LORD PROCTOR

I’m a designer from Oslo, with a background in visual design and UX. I have always been fascinated by people and the ways in which attitudes and behaviors are shaped. This curiosity has guided my academic journey and fueled my passion for design. My dream is to be able to use my interest and my skills to design solutions that make it easy to do good.


READING LIST



Days
Felles
Smart
Misc
Product
Identity
Research
Graphic




Politecnico di MilanoMA in UX Psychology


Bleed
Part
Westerdals
University of Bergen
Design intern
Design intern
BA in Graphic Design
BA in Psychology


Yes, Lord is my actual first name, assigned at birth. I know that you can purchase land in Scotland to gain the title of “Lord”. No, I did not do that. And yes, it would indeed be fun if I became “Lord Lord.”


CONTACT


+47 95 24 95 07
lordproctor@gmail.com
SOCIALS


Instagram
Digital social interactions
On designing for humans
What should we work on?
The digital garden
Fully bloomed


The digital garden

(Test Article. Layout and Structure Check. Written entirely by Chat-GPT)


A digital garden is more than just a collection of ideas—it's a living network of evolving thoughts, curated and connected over time. Unlike traditional blogs with their linear timelines, digital gardens offer a more organic and free-flowing way to explore knowledge, allowing creators to continually refine and expand on their musings.



Sowing Seeds of Thought: How a Digital Garden Grows


Picture a digital garden as an open-ended canvas of ideas, organized non-linearly and publicly accessible. Rather than locking information into a static format, this garden fosters ongoing exploration, where creators nurture fragments of thought, add new insights, and revisit old ideas. The concept values imperfection and process over polished finality, welcoming growth and change as central elements.
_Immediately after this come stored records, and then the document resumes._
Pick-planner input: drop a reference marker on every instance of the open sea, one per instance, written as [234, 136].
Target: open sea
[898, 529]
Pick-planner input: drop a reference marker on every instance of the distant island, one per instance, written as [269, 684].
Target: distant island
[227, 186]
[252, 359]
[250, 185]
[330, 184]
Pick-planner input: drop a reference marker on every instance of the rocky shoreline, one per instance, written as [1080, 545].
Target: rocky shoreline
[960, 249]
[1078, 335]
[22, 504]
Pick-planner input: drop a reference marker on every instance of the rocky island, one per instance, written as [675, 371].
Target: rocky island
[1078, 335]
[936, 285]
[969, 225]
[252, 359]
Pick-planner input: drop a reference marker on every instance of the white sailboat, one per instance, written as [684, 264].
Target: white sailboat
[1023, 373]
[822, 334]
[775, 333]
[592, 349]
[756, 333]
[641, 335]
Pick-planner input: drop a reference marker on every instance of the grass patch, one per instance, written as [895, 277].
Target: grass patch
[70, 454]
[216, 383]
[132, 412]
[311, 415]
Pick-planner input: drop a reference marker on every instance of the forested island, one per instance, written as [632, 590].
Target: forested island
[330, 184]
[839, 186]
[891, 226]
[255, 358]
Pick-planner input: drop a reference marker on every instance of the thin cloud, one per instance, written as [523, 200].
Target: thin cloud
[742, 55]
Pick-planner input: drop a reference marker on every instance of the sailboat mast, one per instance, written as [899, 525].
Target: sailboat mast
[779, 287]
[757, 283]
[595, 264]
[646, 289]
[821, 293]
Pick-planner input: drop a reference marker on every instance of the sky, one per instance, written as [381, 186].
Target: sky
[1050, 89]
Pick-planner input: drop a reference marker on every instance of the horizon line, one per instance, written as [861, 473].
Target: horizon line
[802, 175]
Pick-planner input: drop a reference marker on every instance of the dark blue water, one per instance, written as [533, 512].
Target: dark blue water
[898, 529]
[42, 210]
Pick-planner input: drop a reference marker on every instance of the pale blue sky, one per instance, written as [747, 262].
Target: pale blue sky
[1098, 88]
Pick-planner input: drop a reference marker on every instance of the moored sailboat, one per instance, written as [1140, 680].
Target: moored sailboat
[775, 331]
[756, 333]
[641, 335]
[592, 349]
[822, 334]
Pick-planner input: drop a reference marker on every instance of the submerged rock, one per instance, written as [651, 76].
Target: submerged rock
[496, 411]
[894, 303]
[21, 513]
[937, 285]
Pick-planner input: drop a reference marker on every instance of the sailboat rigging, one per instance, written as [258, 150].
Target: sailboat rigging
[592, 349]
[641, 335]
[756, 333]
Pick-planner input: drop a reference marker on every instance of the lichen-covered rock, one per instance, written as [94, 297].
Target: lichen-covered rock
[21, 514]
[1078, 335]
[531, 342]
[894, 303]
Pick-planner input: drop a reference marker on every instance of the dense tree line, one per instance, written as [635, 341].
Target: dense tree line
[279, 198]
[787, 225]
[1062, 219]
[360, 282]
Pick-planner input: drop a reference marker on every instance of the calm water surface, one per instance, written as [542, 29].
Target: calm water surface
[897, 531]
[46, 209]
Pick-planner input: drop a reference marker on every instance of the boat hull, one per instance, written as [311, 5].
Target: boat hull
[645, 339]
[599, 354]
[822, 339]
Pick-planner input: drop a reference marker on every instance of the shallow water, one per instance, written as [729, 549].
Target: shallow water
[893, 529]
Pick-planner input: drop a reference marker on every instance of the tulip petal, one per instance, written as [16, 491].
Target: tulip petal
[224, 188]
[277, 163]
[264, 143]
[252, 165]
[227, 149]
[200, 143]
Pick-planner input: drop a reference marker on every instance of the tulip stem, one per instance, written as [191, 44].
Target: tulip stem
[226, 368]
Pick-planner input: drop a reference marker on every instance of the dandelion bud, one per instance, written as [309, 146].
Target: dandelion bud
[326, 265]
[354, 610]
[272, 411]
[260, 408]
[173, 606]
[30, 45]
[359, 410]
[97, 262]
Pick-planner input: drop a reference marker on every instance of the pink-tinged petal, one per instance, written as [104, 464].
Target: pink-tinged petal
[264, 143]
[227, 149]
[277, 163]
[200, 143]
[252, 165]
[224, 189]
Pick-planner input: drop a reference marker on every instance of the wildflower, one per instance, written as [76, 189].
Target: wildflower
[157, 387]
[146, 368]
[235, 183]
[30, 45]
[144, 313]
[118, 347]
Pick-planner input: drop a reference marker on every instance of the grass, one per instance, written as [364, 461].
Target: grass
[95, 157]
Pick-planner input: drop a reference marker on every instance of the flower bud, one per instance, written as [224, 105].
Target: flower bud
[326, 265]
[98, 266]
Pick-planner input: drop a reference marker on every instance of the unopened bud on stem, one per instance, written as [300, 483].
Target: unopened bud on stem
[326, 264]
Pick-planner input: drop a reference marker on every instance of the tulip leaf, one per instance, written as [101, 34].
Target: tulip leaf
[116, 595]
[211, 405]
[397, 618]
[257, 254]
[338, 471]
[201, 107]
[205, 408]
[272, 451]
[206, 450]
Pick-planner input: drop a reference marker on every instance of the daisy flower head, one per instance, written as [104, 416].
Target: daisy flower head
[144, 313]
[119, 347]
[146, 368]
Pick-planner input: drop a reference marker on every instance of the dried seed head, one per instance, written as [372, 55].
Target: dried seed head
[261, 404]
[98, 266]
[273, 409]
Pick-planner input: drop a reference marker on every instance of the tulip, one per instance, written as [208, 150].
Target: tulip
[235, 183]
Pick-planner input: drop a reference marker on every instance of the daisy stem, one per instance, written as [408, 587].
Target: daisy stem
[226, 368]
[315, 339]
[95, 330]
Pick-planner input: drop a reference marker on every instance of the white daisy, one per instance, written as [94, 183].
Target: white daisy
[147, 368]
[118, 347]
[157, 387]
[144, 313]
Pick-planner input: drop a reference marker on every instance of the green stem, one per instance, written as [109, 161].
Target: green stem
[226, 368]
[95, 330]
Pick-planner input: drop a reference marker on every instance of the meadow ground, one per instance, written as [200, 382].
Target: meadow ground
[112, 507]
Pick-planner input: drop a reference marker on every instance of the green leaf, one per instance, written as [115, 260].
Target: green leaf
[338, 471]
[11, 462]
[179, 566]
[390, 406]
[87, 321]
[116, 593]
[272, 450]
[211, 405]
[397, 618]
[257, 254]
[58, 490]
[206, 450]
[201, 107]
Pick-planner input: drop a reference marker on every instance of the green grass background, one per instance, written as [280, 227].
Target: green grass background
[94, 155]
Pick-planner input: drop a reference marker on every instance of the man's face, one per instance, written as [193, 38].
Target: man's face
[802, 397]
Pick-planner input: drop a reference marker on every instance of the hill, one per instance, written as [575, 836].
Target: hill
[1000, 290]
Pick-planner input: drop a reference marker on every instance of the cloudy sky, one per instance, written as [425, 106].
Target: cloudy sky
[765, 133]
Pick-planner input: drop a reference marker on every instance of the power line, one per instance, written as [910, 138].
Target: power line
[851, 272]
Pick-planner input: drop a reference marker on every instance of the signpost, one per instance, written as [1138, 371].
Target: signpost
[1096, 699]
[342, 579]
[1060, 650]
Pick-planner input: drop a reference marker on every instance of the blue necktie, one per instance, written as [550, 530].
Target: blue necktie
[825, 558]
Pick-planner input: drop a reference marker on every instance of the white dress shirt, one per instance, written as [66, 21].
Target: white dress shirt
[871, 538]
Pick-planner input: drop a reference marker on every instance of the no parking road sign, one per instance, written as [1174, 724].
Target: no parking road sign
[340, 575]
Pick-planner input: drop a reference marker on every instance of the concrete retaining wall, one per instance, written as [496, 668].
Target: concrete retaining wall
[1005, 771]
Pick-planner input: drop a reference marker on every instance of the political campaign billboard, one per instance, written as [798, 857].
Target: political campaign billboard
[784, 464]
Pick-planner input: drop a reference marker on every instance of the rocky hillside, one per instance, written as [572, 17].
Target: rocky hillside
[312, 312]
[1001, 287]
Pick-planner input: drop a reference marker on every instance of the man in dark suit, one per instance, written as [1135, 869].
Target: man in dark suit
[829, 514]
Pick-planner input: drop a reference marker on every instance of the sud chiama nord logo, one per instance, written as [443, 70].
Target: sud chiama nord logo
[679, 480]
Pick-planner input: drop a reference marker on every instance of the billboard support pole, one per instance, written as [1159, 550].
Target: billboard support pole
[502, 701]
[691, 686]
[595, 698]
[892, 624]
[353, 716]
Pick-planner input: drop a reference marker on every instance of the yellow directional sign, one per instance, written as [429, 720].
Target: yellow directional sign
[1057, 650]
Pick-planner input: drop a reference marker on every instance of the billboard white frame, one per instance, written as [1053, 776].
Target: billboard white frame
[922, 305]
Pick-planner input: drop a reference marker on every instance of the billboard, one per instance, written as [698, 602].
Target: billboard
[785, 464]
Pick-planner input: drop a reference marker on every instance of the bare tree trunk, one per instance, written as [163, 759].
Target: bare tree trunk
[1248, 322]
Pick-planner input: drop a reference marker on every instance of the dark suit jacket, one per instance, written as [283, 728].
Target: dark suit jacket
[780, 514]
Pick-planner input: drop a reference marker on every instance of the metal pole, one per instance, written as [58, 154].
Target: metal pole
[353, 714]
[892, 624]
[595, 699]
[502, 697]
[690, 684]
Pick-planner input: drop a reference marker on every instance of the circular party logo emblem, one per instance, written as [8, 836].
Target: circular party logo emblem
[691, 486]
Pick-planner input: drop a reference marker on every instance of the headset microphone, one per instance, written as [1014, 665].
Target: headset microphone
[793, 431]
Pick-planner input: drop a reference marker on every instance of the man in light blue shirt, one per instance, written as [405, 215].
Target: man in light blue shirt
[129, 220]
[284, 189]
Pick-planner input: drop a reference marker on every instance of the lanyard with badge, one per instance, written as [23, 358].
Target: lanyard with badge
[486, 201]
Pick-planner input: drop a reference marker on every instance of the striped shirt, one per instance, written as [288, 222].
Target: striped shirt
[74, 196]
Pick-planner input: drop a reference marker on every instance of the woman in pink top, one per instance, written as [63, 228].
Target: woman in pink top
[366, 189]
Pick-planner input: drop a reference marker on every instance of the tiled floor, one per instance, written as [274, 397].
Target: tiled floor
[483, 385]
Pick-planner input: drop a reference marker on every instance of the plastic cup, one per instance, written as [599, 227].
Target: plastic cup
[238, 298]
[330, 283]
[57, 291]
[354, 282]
How Designers Can Harvest the Benefits


For digital designers, cultivating a digital garden offers a unique and flexible space for exploration and reflection. Here’s why:
  1. A Canvas for Inspiration
    Digital designers constantly collect new ideas from diverse sources, whether that be typography, UI/UX patterns, or visual storytelling techniques. A digital garden allows these scattered inspirations to be planted and grown in an organized way, ready for future development or iteration. Over time, this personal ecosystem of thoughts becomes a living reference library.
  2. Tracking Growth Through Changing Seasons
    As designers evolve, so do their ideas and approaches. A digital garden offers a way to track personal and professional growth, capturing the iterative process of design thinking. By revisiting earlier seeds of ideas, designers can witness the organic progression of their skills, documenting how their work matures with time.
  3. Fostering Cross-Pollination and Shared Growth
    Many digital gardens are made public, encouraging collaboration and knowledge-sharing. For digital designers working in teams or with clients, a shared digital garden can serve as a window into the evolving thought process behind designs. This openness nurtures better collaboration, as insights can be shared and connections made across various projects.
  4. Nurturing Serendipity in Creative Problem-Solving
    In a digital garden, ideas are often connected in unexpected ways. By linking different concepts, designers may stumble upon unexpected solutions or creative breakthroughs. These accidental discoveries foster innovation, creating fertile ground for problem-solving and exploration.



Tending to Your Creative Ecosystem


A digital garden is not just a repository of notes but an evolving, interconnected system of thought. For digital designers, it offers an innovative way to cultivate ideas, track development, and foster creativity in a dynamic, ever-changing environment.